Llamarla es invocarla. Invocarla es merecer su protección. Recordemos el episodio milagroso que movió a Inocencio XI a establecer esta hermosa fiesta. Fue en 1683. Trescientos mil turcos estrechaban el cerco de Viena, baluarte de la Cristiandad. Los sitiados, perdida toda humana esperanza, clamaron a María. La llegada providencial del caudillo polaco Sobieski puso en fuga al ejército otomano. Una vez más, Europa se salvaba por María.

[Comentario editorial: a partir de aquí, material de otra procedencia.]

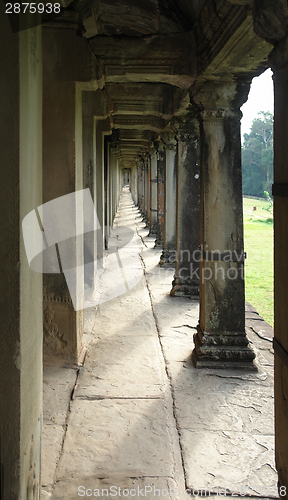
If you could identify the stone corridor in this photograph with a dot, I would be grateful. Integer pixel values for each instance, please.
(136, 414)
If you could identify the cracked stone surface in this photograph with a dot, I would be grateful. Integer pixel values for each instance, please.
(141, 414)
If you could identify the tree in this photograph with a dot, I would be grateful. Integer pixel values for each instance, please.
(257, 156)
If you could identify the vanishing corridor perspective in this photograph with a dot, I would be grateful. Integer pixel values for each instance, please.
(122, 255)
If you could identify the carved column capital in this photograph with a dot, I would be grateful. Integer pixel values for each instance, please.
(218, 100)
(278, 58)
(217, 115)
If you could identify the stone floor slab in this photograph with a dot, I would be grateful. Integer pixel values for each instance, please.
(235, 461)
(116, 487)
(110, 363)
(131, 437)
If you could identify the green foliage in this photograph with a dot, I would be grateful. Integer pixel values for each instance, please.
(269, 208)
(257, 156)
(258, 243)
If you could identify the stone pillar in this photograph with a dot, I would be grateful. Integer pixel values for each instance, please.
(21, 313)
(167, 258)
(62, 175)
(89, 99)
(153, 193)
(279, 63)
(186, 279)
(160, 194)
(102, 129)
(142, 174)
(147, 189)
(221, 339)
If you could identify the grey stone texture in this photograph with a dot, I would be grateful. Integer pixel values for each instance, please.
(139, 414)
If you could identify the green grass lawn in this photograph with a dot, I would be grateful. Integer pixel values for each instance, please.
(258, 243)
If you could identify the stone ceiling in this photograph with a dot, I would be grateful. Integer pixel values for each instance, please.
(148, 54)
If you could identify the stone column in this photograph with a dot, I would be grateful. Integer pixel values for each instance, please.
(221, 339)
(102, 129)
(62, 175)
(147, 189)
(21, 314)
(186, 279)
(167, 258)
(160, 194)
(153, 193)
(143, 177)
(279, 63)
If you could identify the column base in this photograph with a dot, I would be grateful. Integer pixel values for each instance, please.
(167, 259)
(158, 243)
(222, 350)
(184, 288)
(153, 230)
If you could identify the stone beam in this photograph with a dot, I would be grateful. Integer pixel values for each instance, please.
(158, 58)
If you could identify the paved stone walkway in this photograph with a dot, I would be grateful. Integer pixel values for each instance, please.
(137, 419)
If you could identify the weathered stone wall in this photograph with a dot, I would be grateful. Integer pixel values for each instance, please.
(20, 287)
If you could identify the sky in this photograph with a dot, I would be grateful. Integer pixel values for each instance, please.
(260, 99)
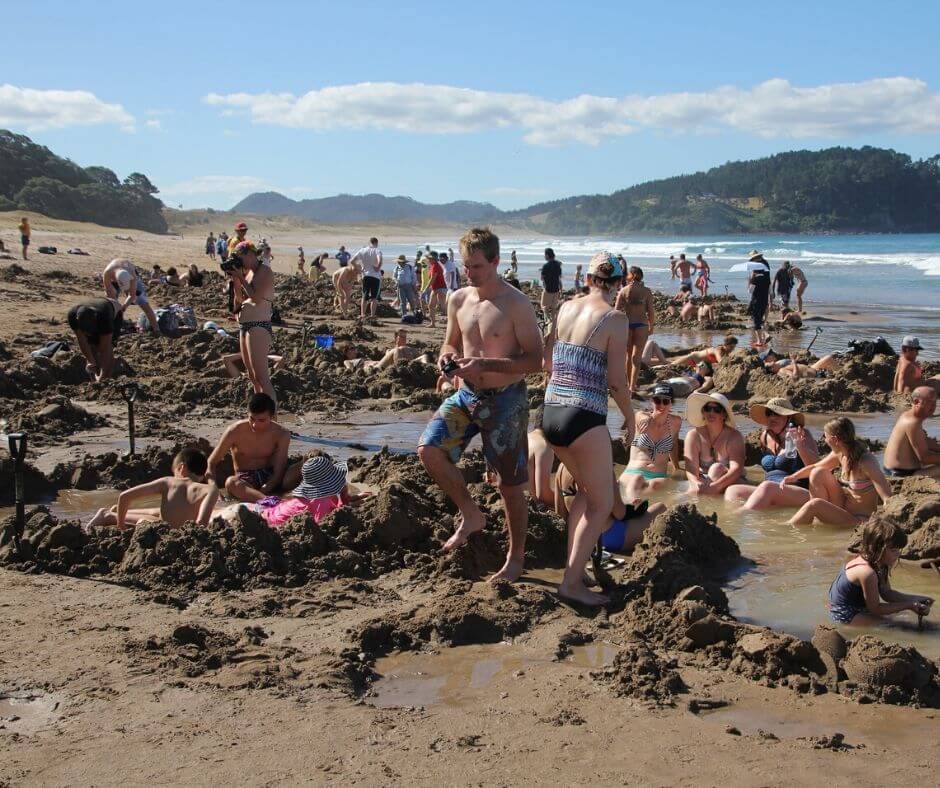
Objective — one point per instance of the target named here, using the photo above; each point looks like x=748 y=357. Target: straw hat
x=780 y=406
x=321 y=478
x=697 y=400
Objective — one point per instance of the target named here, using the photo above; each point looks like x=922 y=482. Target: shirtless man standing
x=909 y=451
x=684 y=269
x=492 y=342
x=909 y=374
x=184 y=497
x=258 y=446
x=121 y=275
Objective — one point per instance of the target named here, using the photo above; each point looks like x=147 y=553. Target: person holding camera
x=253 y=285
x=492 y=343
x=786 y=446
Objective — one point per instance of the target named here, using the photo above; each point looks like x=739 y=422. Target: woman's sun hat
x=321 y=478
x=697 y=400
x=605 y=265
x=780 y=406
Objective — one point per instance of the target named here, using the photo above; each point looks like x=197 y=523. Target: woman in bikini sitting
x=714 y=449
x=655 y=444
x=852 y=497
x=624 y=525
x=710 y=354
x=254 y=293
x=778 y=419
x=636 y=301
x=588 y=361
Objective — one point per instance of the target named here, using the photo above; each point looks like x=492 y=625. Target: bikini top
x=663 y=446
x=579 y=374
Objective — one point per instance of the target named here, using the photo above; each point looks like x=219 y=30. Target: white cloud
x=38 y=110
x=223 y=189
x=771 y=109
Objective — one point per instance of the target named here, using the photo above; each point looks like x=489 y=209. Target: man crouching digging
x=258 y=446
x=492 y=342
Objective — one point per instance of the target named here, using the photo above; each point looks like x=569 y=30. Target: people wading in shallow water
x=588 y=361
x=636 y=301
x=254 y=295
x=852 y=497
x=492 y=343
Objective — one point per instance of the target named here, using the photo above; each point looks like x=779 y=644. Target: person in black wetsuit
x=759 y=282
x=97 y=323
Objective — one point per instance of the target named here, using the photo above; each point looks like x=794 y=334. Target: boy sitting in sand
x=183 y=496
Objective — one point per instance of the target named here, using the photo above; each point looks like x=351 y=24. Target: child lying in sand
x=322 y=490
x=863 y=582
x=183 y=497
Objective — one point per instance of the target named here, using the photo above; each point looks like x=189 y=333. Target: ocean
x=892 y=282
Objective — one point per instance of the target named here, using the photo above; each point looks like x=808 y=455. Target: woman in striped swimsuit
x=656 y=442
x=852 y=497
x=588 y=359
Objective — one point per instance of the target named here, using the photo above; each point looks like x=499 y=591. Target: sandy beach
x=361 y=655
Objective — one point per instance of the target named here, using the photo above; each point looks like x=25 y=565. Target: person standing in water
x=492 y=343
x=636 y=301
x=759 y=283
x=254 y=301
x=589 y=350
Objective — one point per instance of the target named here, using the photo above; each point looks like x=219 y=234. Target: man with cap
x=241 y=231
x=909 y=374
x=121 y=276
x=910 y=452
x=759 y=283
x=786 y=447
x=369 y=261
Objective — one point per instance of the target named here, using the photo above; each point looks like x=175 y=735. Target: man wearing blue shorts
x=492 y=343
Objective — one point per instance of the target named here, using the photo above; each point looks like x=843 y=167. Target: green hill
x=832 y=190
x=33 y=178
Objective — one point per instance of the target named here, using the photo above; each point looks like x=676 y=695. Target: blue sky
x=464 y=101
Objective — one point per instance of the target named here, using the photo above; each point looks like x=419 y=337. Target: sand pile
x=122 y=471
x=854 y=386
x=639 y=672
x=915 y=508
x=53 y=418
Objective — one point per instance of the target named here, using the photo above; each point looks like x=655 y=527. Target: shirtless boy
x=494 y=339
x=183 y=497
x=258 y=446
x=909 y=451
x=909 y=374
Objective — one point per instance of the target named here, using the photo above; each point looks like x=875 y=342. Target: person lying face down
x=185 y=496
x=322 y=490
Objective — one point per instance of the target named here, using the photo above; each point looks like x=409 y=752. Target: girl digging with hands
x=862 y=587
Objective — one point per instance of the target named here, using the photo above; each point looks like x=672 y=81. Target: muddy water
x=458 y=677
x=27 y=712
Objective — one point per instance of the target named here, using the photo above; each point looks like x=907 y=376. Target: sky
x=508 y=103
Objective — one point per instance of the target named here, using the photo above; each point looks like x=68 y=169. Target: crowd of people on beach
x=584 y=347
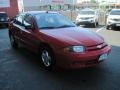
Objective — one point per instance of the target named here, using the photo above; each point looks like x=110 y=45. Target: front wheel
x=47 y=58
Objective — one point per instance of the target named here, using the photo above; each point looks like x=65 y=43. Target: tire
x=14 y=44
x=47 y=58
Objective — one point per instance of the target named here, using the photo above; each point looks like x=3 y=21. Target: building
x=10 y=7
x=48 y=4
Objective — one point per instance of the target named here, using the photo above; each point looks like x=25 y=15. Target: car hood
x=74 y=36
x=114 y=16
x=85 y=16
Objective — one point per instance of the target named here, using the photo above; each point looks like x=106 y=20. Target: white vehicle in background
x=113 y=19
x=88 y=17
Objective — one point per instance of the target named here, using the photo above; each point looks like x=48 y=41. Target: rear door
x=16 y=25
x=29 y=35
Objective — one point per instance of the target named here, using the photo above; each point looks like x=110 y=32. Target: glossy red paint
x=60 y=38
x=13 y=10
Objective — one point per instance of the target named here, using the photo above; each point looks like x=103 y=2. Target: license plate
x=117 y=24
x=103 y=57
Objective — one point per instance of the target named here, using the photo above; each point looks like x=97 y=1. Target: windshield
x=87 y=12
x=115 y=12
x=53 y=20
x=3 y=15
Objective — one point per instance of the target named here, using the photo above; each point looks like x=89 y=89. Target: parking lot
x=21 y=69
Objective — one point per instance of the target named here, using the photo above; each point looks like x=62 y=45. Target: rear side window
x=115 y=12
x=3 y=15
x=19 y=19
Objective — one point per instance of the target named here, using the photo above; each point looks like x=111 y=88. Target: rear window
x=3 y=15
x=115 y=12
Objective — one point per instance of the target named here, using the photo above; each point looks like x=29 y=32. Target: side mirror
x=28 y=27
x=107 y=14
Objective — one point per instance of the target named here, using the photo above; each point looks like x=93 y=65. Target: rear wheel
x=47 y=58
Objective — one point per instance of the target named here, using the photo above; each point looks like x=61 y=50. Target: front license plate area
x=117 y=24
x=103 y=57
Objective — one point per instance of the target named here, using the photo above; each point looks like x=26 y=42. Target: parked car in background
x=4 y=19
x=57 y=40
x=113 y=19
x=88 y=17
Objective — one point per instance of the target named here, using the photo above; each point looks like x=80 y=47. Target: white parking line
x=100 y=29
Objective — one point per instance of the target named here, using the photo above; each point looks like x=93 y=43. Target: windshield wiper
x=47 y=27
x=65 y=26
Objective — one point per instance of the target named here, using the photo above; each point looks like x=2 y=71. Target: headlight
x=77 y=49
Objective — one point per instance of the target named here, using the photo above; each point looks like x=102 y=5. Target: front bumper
x=75 y=61
x=3 y=22
x=114 y=25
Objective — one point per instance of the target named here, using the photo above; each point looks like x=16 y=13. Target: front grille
x=90 y=62
x=84 y=18
x=96 y=47
x=116 y=19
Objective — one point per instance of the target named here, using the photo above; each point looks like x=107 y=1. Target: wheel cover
x=46 y=58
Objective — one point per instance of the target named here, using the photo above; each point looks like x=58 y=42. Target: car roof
x=87 y=9
x=39 y=12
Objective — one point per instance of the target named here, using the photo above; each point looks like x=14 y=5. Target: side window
x=19 y=19
x=28 y=21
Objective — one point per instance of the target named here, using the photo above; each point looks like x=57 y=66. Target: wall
x=12 y=10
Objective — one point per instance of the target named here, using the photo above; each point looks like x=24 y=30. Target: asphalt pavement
x=21 y=69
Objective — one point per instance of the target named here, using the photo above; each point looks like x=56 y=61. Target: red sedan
x=58 y=41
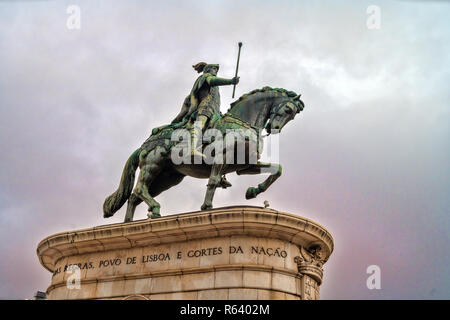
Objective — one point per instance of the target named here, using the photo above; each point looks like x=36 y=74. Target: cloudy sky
x=368 y=158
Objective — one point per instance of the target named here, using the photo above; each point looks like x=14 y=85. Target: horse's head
x=283 y=112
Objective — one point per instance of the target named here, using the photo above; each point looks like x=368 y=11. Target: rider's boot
x=224 y=183
x=196 y=144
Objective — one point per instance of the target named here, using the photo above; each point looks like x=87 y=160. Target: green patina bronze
x=269 y=108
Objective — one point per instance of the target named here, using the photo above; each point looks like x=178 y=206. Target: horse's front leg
x=214 y=180
x=261 y=167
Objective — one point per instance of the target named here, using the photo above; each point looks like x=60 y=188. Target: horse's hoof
x=251 y=193
x=155 y=213
x=107 y=215
x=206 y=207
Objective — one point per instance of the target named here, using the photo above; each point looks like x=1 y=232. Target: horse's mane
x=264 y=89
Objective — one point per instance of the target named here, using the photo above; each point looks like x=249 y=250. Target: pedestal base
x=226 y=253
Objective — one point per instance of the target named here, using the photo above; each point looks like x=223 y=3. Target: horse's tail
x=116 y=200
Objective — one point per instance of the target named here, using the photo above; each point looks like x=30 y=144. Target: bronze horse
x=269 y=108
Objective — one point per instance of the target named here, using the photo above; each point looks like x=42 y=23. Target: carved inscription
x=154 y=257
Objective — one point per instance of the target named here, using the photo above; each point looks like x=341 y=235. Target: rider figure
x=205 y=99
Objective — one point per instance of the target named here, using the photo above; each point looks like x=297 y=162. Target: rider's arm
x=216 y=81
x=184 y=110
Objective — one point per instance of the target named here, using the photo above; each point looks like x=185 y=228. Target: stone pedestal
x=225 y=253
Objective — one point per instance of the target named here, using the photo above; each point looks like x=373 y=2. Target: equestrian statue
x=233 y=141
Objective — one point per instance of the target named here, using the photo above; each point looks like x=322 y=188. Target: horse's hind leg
x=152 y=166
x=133 y=202
x=213 y=182
x=275 y=172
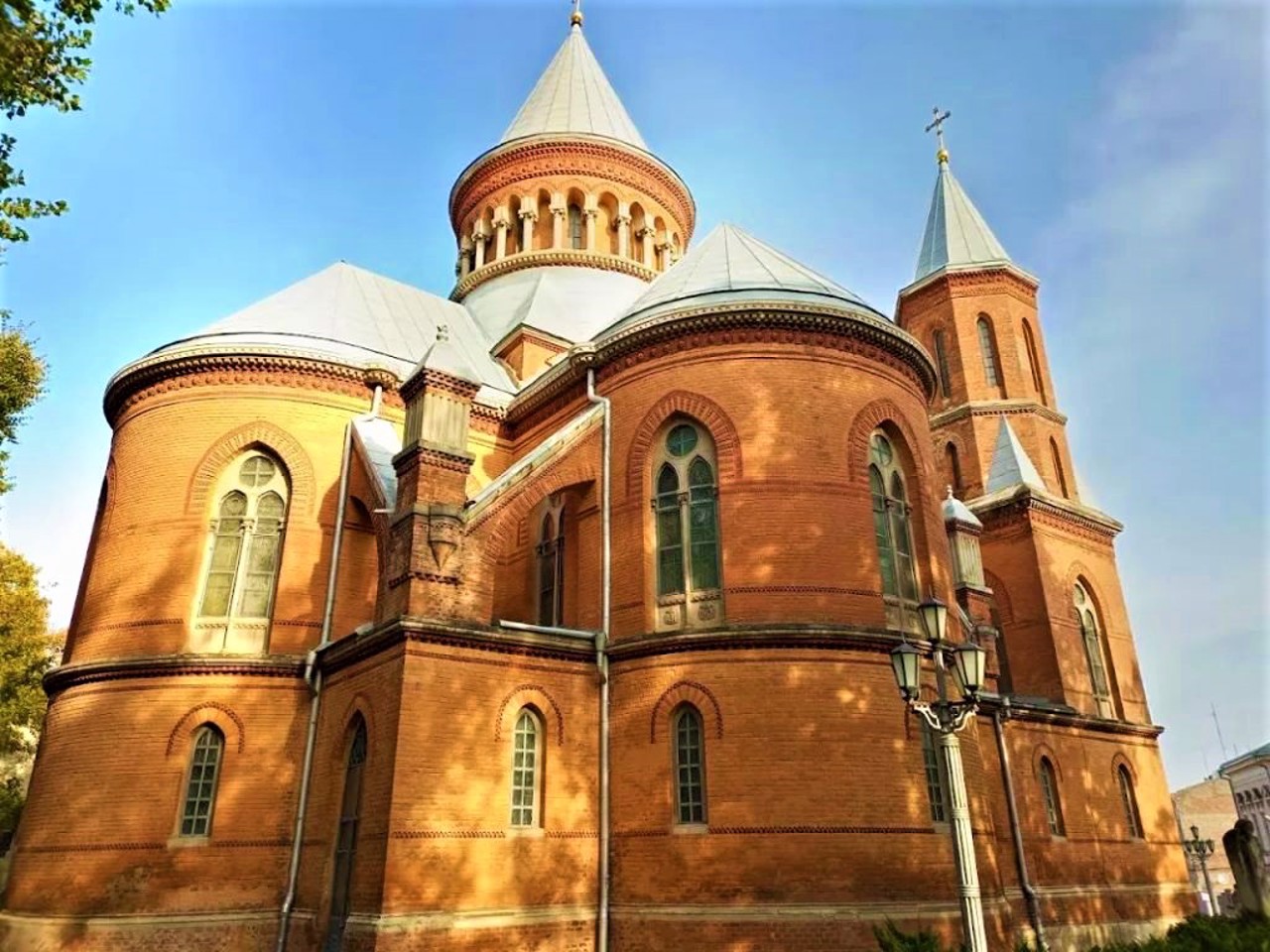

¡María! ¡Siempre María!: en la infancia, en la juventud, en la edad madura, en la vejez; en el dolor, en la alegría, en el triunfo, en el fracaso, en la bonanza, en el naufragio, en la vida, en la muerte —¡siempre!—, réspice Stellam, voca Mariam... Por María se alegró el mundo en su primer albor, por María ha resistido la carrera turbulenta de los siglos, por María —no lo dudemos— se iluminará la inquietante incógnita del futuro.